Paper · arXiv 2402.04615 · Published February 7, 2024
Visual and GUI Agents

Screen user interfaces (UIs) and infographics, sharing similar visual language and design principles, play important roles in human communication and human-machine interaction. We introduce ScreenAI, a vision-language model that specializes in UI and infographics understanding. Our model improves upon the PaLI architecture with the flexible patching strategy of pix2struct and is trained on a unique mixture of datasets. At the heart of this mixture is a novel screen annotation task in which the model has to identify the type and location of UI elements. We use these text annotations to describe screens to Large Language Models and automatically generate question-answering (QA), UI navigation, and summarization training datasets at scale. We run ablation studies to demonstrate the impact of these design choices. At only 5B parameters, ScreenAI achieves new state-of-the-art results on UI- and infographics-based tasks (Multipage DocVQA, WebSRC, MoTIF and Widget Captioning), and new best-in-class performance on others (Chart QA, DocVQA, and InfographicVQA) compared to models of similar size. Finally, we release three new datasets: one focused on the screen annotation task and two others focused on question answering.

Introduction. Infographics, such as charts, diagrams, illustrations, maps, tables, and document layouts have long been a cornerstone of effective communication, thanks to their ability to distill complex data and ideas into simple illustrations through arrangement of layouts, and visual cues. In the digital era, mobile and desktop UIs, sharing similar design principles and visual languages with infographics, facilitate human communication and human-machine interface with rich and interactive user experiences. Although the above observation suggests an opportunity for a unified model, because of their complexity, infographics and UIs present a unique challenge to building a single model that can understand, reason, and interact on top of pictorial pixels. To address this challenge, we introduce ScreenAI, a Vision-Language Model (VLM) for comprehensive UI and infographics understanding, including tasks such as questionanswering (QA) on infographics (charts, illustrations, maps, etc.) and element annotation, summarization, navigation, and QA on UIs.

Discussion / Conclusion. In this work, we introduce the ScreenAI model along with a new unified schema for representing complex data and visual information, compatible with infographics, document images, and various UIs.
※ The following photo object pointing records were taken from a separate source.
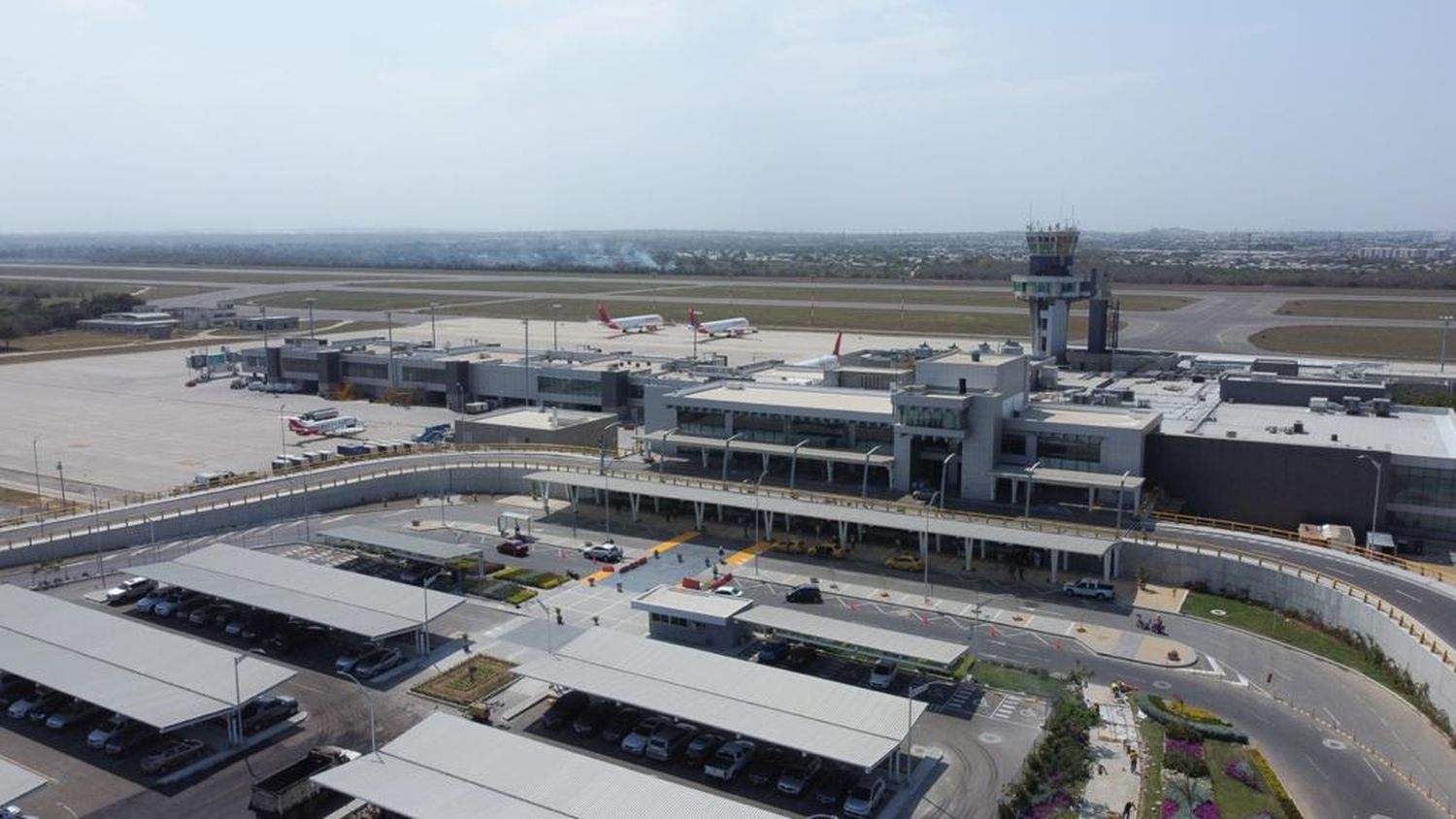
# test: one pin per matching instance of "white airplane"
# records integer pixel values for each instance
(821, 360)
(645, 323)
(719, 328)
(344, 425)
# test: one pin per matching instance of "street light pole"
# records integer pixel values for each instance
(369, 699)
(1374, 504)
(1446, 323)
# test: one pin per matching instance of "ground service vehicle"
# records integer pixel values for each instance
(1088, 588)
(284, 792)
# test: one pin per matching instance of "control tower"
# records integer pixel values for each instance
(1048, 287)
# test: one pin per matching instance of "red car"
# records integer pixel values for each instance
(514, 547)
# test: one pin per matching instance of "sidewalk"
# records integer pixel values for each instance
(1112, 783)
(1147, 649)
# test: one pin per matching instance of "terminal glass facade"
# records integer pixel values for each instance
(1066, 451)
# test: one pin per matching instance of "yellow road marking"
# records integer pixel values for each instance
(661, 547)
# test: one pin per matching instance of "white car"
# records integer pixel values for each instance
(865, 798)
(128, 591)
(884, 673)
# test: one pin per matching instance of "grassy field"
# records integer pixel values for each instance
(1430, 311)
(1274, 626)
(469, 681)
(1235, 798)
(1363, 343)
(1008, 678)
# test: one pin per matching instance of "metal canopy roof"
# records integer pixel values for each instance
(341, 600)
(17, 781)
(156, 676)
(832, 508)
(785, 449)
(1072, 477)
(839, 722)
(705, 606)
(401, 544)
(826, 630)
(451, 769)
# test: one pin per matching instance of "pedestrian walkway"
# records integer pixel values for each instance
(1149, 649)
(1114, 783)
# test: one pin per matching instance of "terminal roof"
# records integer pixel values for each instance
(909, 518)
(451, 769)
(835, 720)
(398, 542)
(156, 676)
(17, 781)
(826, 630)
(341, 600)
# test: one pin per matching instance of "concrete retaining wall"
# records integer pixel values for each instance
(1287, 589)
(285, 504)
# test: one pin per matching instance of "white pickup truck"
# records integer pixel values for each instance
(1088, 588)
This unified representation enables the design of a mixture of self-supervised learning tasks, leveraging data from all these domains. We show that training on this mixture results in a positive transfer to screenrelated tasks as well as infographics and document-related tasks. We also illustrate the impact of data generation using LLMs and justify our model design choices with ablation studies. We apply these techniques to train a model that performs competitively and achieves SoTA on a number of public benchmarks. While our model is best-in-class, we note that, on some tasks, further research is needed to bridge the gap with models like GPT-4 and Gemini, which are orders of magnitude larger.